Sınırın aşılması ile ilgili diğer bazı ayetler:
“Bunlar Allah’ın sınırlarıdır. Kim Allah’ın sınırlarını geçerse, kendisine yazık etmiş olur.” (Talak, 1)
“İşte bunlar Allah’ın sınırlarıdır, sakın bunları aşmayın. Kimler Allah’ın sınırlarını aşarsa işte onlar zalimlerdir.” (Bakara, 229)
“Bunlar, Allah’ın sınırlarıdır (bu sınırları tanımayan) kâfirler için acı bir azap vardır.” (Mücadele, 4)
Sınırın aşılması İslam'da ‘günah’ diye isimlendirilen yasakların işlenmesiyle gerçekleşir. Bunun sonunda da ağır bir yaptırım olarak ceza vardır. Günümüz Müslümanlarının bu konuyla ilgili indirgemeci bir anlayışla günahı hiçe sayarak anlamsızlaştırmaları oldukça düşündürücüdür.

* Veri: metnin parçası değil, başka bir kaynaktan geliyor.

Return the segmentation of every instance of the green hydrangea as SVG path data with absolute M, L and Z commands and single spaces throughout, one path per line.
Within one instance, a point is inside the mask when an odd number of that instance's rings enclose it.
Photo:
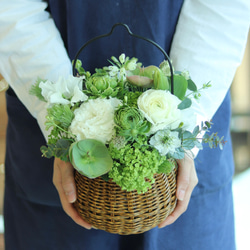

Müslümanların, Yahudilere ait olan bir anlayışı değişik yorumlayıp günah işlemek için çarpıtmaları bizlerin bu konuya hassas olmadığımızı göstermektedir. Ve onlar: "Ateş bize birkaç günden fazla dokunmaz" derler. De ki (onlara): "Allah'tan bir söz mü aldınız -çünkü Allah hiçbir zaman sözünden caymaz- yoksa asla bilemeyeceğiniz bir şeyi mi Allah'a isnat ediyorsunuz?" Bakara 80. Yahudilerin çarpık inanışlarına cevap vermek için indirilen bu ayeti Müslümanlar yorumlarken ‘Allah’a inananlar günahları miktarı kadar cehennemde yanacaklar, daha sonra alınlarına bir damga vurularak cennete gönderilecekler’ şeklinde yorumlanması bir kimseyi günah işlemeye devam ettirmekten başka bir işe yaramaz. Bunu duyan kimse şöyle düşünmeye başlar.’ Müslüman olduğumdan dolayı eninde sonunda cennet garanti. Birkaç gün cehennemde tüylerim yanar, biraz bronzlaşırım, nasıl olsa birkaç gün değil mi? Sayılı gün, geçer gider ne olacak’. Şeklinde düşünceler üretilerek günaha devam kararı alınır.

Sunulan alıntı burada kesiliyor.